On the human timescale most of the Earth seems passive and unchanging. But in some places -California, Italy, Turkey and Japan, for example -the Earth's crust is active and liable to move, producing earthquakes or volcanic eruptions.
These and other dynamic areas lie on the major earthquake belts, most of which run along the middle of the ocean basins, although some are situated on the edges of oceans (around the Pacific Ocean, for instance) or pass across continental land masses (as along the Alpine-Himalayan belt).
It is this observation that there are several relatively well-defined dynamic zones in the Earth's crust which forms the basis of plate tectonics.
According to this theory, the crust consists of several large, rigid plates and the movements of the plates produce the Earth's major structural features, such as mountain ranges, mid-ocean ridges, ocean trenches and large faults.
Stable areas with few or no earthquakes or active volcanoes lie in the middle of a plate, whereas active areas - where major structures are constantly being destroyed or created - are situated along the plate boundaries.
The positions and sizes of the crustal plates can be determined by studying the paths of seismic waves (shock waves produced by earthquakes) that travel around and through the Earth. Such studies have also made it possible to estimate the thickness of the plates.
Geologists have found that seismic waves tend to slow down and become less intense between about 100 and 400km below the surface. From this observation they suggest that the solid lithosphere (which consists of the Earth's outermost layer, the crust, and the top part of the mantle, the layer below the crust) "floats" on a less rigid layer (the asthenosphere) which, because it is flexible, allows vertical and horizontal movements of the rigid lithospheric plates.
By collating the findings from various seismological studies, geologists have discovered that the lithosphere is divided into a relatively small number of plates. Most of them are very large -covering millions of square kilometers - but are less than about 100km thick.
Movement of Tectonic Plates
The landforms, earthquake activity and volcanism that characterize plate boundaries are caused by movements of the plates. There are three principal motions: the plates may move apart, collide or slide past each other.
Plate separation entails the formation of new lithosphere between the plates involved. This process occurs at constructive plate boundaries along the crests of mid-ocean ridges (and is therefore termed sea-floor spreading), where material from the mantle wells up to create the new crust.
Plate collision, on the other hand, necessitates the destruction of lithosphere at a plate boundary. Ocean trenches mark destructive plate boundaries, and at these sites the lithosphere of one plate is thrust beneath an overriding plate and reabsorbed into the mantle; this process is called subduction.
Ultimately, continued subduction of an ocean basin can lead to the complete disappearance of the basin and collision of the continents at its edges. In such collisions, mountain belts may be formed as the continents push against each other and force upwards the intervening land - as occurred when India collided with Asia some 50 million years ago, creating the Himalayas.
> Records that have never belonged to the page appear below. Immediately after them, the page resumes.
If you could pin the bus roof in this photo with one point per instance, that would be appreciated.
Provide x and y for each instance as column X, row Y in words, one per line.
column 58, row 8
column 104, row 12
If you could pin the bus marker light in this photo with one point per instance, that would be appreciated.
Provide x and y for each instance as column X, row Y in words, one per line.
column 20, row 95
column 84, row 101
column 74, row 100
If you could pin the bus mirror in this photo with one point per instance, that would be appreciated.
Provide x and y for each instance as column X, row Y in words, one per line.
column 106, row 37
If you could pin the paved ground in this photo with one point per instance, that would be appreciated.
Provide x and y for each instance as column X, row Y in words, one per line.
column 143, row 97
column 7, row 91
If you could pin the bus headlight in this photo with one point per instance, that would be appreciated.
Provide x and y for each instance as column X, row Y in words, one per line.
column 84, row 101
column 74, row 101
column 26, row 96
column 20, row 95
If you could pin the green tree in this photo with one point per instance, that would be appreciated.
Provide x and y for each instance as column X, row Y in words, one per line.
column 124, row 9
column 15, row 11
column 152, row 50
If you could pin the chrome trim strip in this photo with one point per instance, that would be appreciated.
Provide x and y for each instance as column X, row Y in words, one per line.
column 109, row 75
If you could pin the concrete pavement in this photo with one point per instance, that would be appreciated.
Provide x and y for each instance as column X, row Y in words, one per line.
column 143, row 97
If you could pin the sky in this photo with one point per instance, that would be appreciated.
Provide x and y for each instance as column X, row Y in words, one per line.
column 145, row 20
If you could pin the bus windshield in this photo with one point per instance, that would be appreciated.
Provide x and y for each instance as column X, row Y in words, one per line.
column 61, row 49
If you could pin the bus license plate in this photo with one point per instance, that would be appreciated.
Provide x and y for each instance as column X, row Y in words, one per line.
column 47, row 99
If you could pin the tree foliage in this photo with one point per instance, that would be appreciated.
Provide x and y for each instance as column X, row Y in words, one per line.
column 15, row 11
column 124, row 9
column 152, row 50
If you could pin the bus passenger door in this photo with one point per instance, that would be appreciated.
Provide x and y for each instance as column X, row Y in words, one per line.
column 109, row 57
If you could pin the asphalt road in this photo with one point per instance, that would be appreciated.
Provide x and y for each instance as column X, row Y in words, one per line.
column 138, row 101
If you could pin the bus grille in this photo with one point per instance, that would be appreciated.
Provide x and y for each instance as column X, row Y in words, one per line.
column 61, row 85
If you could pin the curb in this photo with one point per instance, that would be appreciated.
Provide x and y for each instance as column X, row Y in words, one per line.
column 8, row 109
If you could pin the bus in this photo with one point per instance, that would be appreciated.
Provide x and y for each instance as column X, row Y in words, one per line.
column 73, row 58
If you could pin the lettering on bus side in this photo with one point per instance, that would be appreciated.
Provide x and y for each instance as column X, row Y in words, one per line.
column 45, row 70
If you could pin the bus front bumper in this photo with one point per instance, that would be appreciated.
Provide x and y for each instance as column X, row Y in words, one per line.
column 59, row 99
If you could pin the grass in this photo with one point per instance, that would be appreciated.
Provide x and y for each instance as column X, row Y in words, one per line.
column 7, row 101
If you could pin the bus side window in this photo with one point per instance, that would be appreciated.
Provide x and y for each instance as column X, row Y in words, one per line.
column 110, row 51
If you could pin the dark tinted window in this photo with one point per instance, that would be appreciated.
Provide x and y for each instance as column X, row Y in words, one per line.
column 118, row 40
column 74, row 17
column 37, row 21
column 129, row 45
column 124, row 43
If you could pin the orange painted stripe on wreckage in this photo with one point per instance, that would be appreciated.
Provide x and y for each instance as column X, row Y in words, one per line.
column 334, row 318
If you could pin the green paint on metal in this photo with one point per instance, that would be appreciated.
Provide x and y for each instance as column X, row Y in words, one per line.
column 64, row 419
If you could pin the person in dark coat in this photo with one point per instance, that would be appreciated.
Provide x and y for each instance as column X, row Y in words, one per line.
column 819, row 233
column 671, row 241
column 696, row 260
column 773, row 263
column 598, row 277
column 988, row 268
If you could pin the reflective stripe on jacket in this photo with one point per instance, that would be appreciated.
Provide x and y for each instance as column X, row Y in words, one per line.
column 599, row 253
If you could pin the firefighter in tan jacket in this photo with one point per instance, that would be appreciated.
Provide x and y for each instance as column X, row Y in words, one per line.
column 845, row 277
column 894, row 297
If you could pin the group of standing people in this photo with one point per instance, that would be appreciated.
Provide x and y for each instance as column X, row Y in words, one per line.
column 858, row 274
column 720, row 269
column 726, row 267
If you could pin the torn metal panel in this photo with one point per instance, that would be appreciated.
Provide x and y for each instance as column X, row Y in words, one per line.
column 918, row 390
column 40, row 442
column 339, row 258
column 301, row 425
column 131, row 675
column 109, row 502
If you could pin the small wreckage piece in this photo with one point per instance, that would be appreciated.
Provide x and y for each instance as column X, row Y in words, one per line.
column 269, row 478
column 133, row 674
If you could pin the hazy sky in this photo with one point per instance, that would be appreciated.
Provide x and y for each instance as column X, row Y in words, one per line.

After a continental collision, the momentum of the plates is initially absorbed by thickening and over-thrusting of the continental crust. But there is a limit to which this process can occur and, because the continental crust is too buoyant to be subducted, the momentum must be dissipated in other ways - by the sideways movements of small plates that form within the newly-created mountain belt or by a more general, probably worldwide, change in the boundaries and movements of the plates.
The other principal type of plate movement occurs when plates slide past each other (at what are called sites of transform faulting) which, unlike the first two types of movement, involves neither creation nor destruction of the intervening lithosphere. Often major faults, such as the San Andreas fault in California, mark these plate boundaries (which are called conservative plate boundaries).
Tectonic Plate Movement Speed
Most of our knowledge about the very slow rates of plate movements has come from studies of the Earth's magnetic field. In the past the magnetic field has repeatedly reversed direction (a phenomenon called polarity reversal). A record of the changing magnetic field has been preserved in the permanent "fossil" magnetism of the basalt rocks that form the ocean floor.
Around sites of sea-floor spreading, bands of rocks with normal polarity alternate with bands having a reversed polarity. By dating these different bands, the speed of spreading can be deduced. Using this method it has been found that the speeds of plate separation vary from about 9mm a year in the northern Atlantic Ocean to 90mm a year in the Pacific Ocean.
From these determinations of separation speeds geologists have calculated the relative motions of plates that are moving together or sliding past each other. They have thus determined the movements of almost all the plates on the surface of the Earth.